In my opinion, people often gripe whenever they get a chance to. There was a problem with globex and CME dealt with it in a timely and fair method. Yes 860 is arbitrary.. but still very reasonable.
RE> I closed all my positions late in the afternoon, but as i was doing some end of the day charting, i heard Ben Litchenstein yelling thru the squawk quotes, saying: "Holy shit, what da heck is that?" "Did you see that Steve? Did you see that?" then it happened ............ I was listening to Ben as I was the only one left in our trading room just cleaning up and I almost fell out of my chair when he started yelling and going off and then I loked at me ES chart and WHOAAAAA I thought we'd gone to war or something like that as well........I'm kinda new to trading the futures and the cash had already closed and I was like on the cell phone to my mngr at once (we had no open positions but I called him anyway) I was FREAKIN out, has this ever happened before?? J-
Interesting about the possibility of automatic liquidation at IB during this fiasco. did anyone actually have that happen? I would think that a 100 point move would have triggered something, somewhere , if it was totally automatic.

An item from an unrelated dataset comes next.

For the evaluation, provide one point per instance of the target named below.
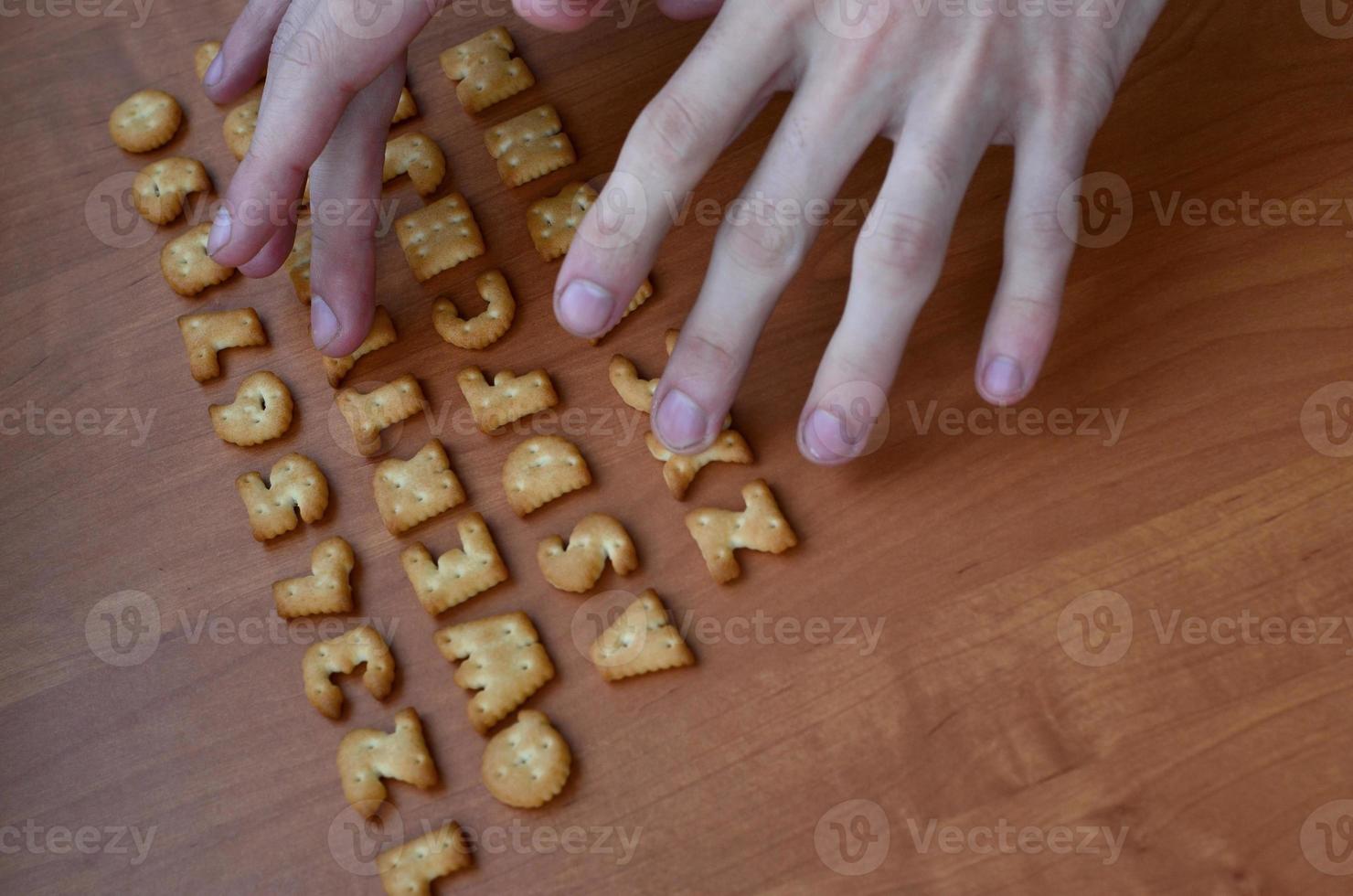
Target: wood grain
(967, 555)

CME is going to ruin their franchise if they don't do something to maintain an orderly market in the emini. With most of their income growth coming from electronic trading - their corporate results are going to be hurt if they continue scaring away traders with fiascos like today.

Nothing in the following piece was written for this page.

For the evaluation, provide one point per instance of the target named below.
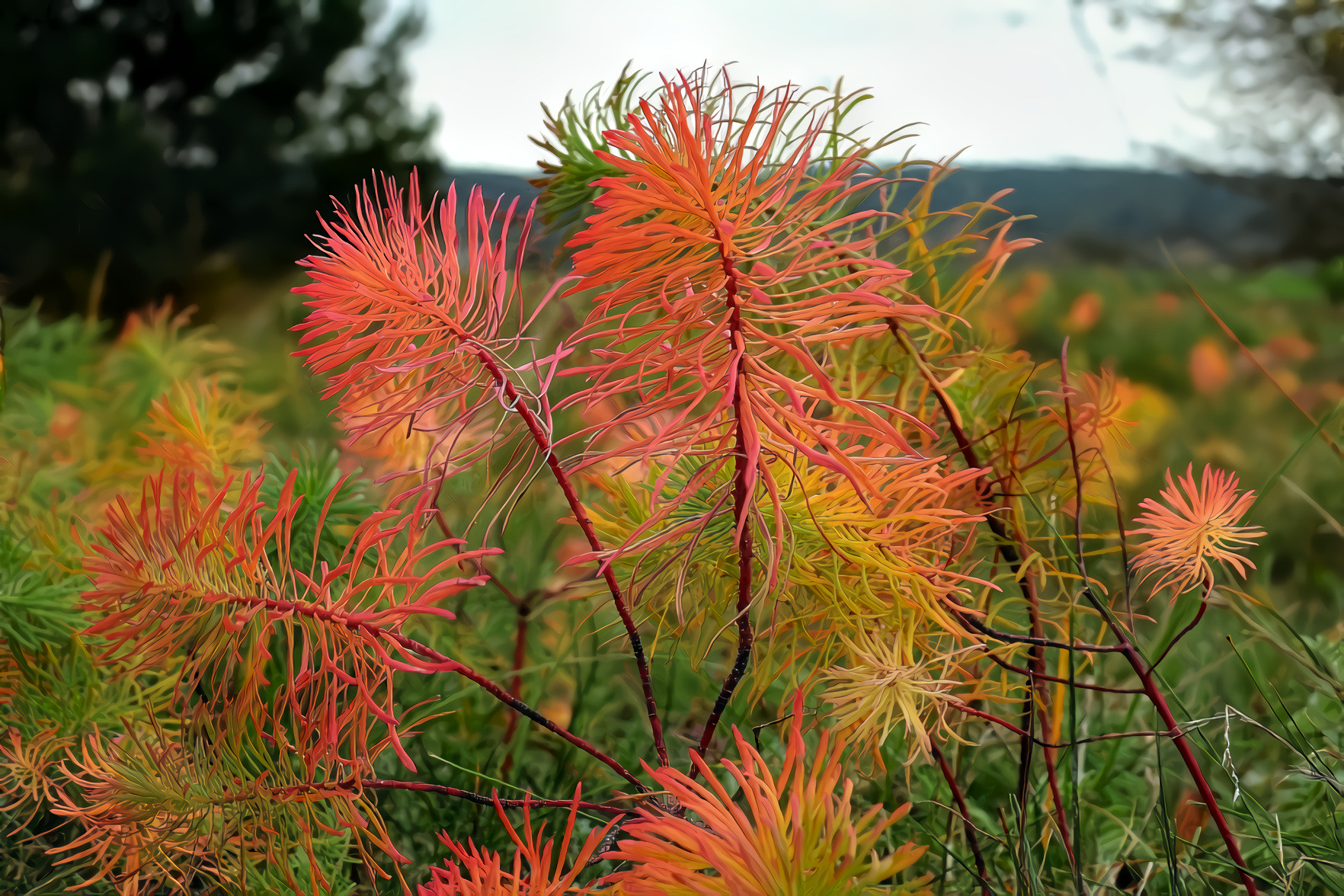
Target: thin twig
(1136, 660)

Floyd Norris at the New York Times wrote this article below. It can be found at the NYTimes.com website. http://www.nytimes.com/2003/02/05/business/05FUTU.html Some Trades in S.&P. Futures Are Canceled After Odd Surge By FLOYD NORRIS More than $170 million in futures trades in the Standard & Poor's 500-stock index were canceled late yesterday after the Chicago Mercantile Exchange concluded that a sudden spike that sent prices up almost 12 percent within seconds had occurred for no good reason. But many other trades that were well above market prices were allowed to stand, providing a windfall for some traders and significant losses for others. Eric Wolff, the exchange's managing director for regulatory affairs, said it was not clear what had set off the move. "The rumors that somebody did something phenomenally stupid are probably wrong," he said. "It does not look like an idiot with a single order caused this event." Instead, he said, after the market began to move, many "buy stop" orders were activated. Such orders are typically entered by traders who short the market and want to cut their losses if prices begin to rally. The big move began at 4:07:12 p.m., Eastern time, seven minutes after the New York Stock Exchange closed for the day with substantial losses but with a late rally that trimmed the decline. The big move ended 43 seconds later. The action took place in trading in so-called mini contracts for the S.& P. 500, which are one-fifth the size of normal contracts and are intended to appeal to smaller investors. Each contract is worth 50 times the S.& P. index, or about $42,000 at current prices. Within seconds, the price of the contract shot up from 847 to 948 and then fell back to 848. But the price of the larger S.& P. 500 contracts, which normally trade in tandem with the smaller ones, never rose above 854. The exchange determined that all trades more than 6 points above 854 were clearly erroneous. So it canceled trades for about 4,000 contracts at prices of 860.25 and above. But it allowed to stand trades for 398 contracts executed at prices above 854. Those contracts, valued at about $17 million, provided immediate gains for the sellers because the contract ended the day at 849.25.
I don't think the 860 level was all that arbitrary. If you look at the volume on the tick bars at a small enough resolution, I think that 860 is the level that the original 3 2,000 contract orders took the market to. There seemed to be some instability or some inflection at that level and then new players attempted a squeeze to the higher levels of 948. Of course at that time there were no sellers anywhere and the squeeze resulted in a huge secondary move. It seems the CME is making the original operator eat the cost of his mistake but taking away rewards from the squeeze players.
I was also wondering how a 2,000 lot order gets honored when the limit is supposed to be 250 or 300 or some such number?